Non cambia però il suo approccio al calcio, col sorriso, come l’idolo che ha sempre tentato di imitare Ronaldinho. Ridere anche in campo è sempre stato il suo “tic”: «Le persone pensano che sia leggero, che io voglia prendere in giro gli avversari, ma non è così… Sorrido perché Dio mi ha dato un dono incredibile e fino a questo momento il lavoro che ho fatto è stato ripagato da questo successo». La fede lo aiuta tanto. «Sono credente, cattolico... Credo in Dio, lo faccio fortemente. Prego ogni notte prima di andare a letto… prima di ogni partita e prima di ogni accadimento importante della mia vita». C’è soltanto una cosa che lo ha segnato davvero dentro: la separazione dei suoi genitori. «Pur rispettandosi, non ho mai visto i miei genitori amarsi… Credo che sia in parte per quello che oggi faccio molta fatica a fidarmi delle persone… Non riesco ad aprire il mio cuore al 100% a nessuno, perché ho una tremenda paura che mi possano ferire... Eppure sono certo di volere una famiglia, dei bambini, e di volerli prima dei 30 anni…Mi piacerebbe essere padre». Il desiderio più grande insieme con i sogni (Champions e Mondiale) e le passioni da assecondare al termine della carriera: la musica (si diletta a comporre rap) e la moda.
Ma di strada ne ha ancora da fare “il bambino del bairro” che esulta mimando i surfisti.
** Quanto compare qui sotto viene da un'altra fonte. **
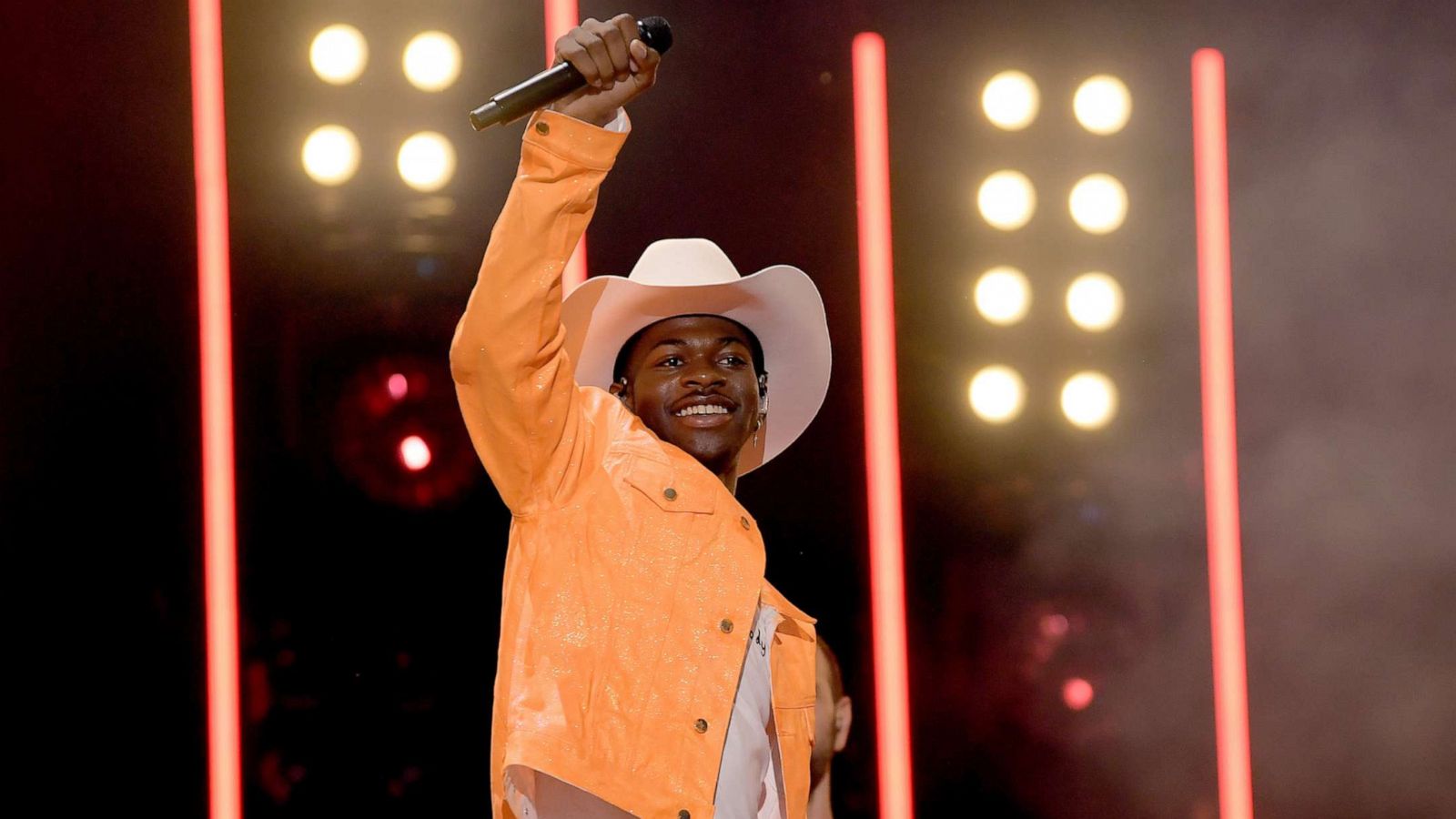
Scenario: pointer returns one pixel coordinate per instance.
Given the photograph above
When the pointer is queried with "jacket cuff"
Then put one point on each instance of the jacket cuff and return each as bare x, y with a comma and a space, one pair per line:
575, 140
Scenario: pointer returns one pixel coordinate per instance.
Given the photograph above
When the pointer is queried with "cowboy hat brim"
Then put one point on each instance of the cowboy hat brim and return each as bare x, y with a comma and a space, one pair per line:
778, 303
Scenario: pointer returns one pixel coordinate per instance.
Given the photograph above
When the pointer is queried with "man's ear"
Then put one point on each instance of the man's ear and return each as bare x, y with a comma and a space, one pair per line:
619, 388
844, 716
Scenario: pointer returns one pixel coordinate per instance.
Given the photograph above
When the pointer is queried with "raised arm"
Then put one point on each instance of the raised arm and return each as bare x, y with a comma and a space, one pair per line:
513, 376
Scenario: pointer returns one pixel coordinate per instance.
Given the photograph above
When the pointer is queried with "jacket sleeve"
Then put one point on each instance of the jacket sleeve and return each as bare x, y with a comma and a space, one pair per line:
513, 376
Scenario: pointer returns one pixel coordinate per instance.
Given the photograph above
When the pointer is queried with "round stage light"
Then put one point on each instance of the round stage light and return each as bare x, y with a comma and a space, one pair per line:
427, 162
431, 60
997, 394
414, 453
1006, 200
339, 55
1077, 693
331, 155
1011, 101
1098, 203
1096, 300
398, 387
1089, 399
1103, 104
1002, 295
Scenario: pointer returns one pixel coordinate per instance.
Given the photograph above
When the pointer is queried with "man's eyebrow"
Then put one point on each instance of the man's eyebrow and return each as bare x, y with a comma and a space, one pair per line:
681, 343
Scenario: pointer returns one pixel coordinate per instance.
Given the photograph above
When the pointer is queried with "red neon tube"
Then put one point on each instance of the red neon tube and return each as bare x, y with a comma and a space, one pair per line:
877, 302
218, 511
562, 16
1230, 704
Lui poi che, come ammette candidamente, non ha mai surfato, ma ama le onde: «Sono un po’ come gli avversari: puoi utilizzarli a tuo vantaggio o farti travolgere da loro, sta tutto a te e a come le approcci». Ma non è l’unica somiglianza. «I surfisti qualche volta sbagliano onda ma dopo tornano sulla tavola e fanno bene. Credo sia il modo giusto di pensare: puoi provare e sbagliare ma devi continuare a imparare». Senza però mai snaturarsi: «Io non smetto mai di andare dritto per la mia strada e così come quando avevo otto anni non smetterò mai di tentare un dribbling solo perché quello di prima non mi è riuscito… L’essenza del mio gioco non cambia, non può cambiare. Perché non sono cambiato io da quei pomeriggi al Carrefour e non ho permesso che il successo cambiasse me».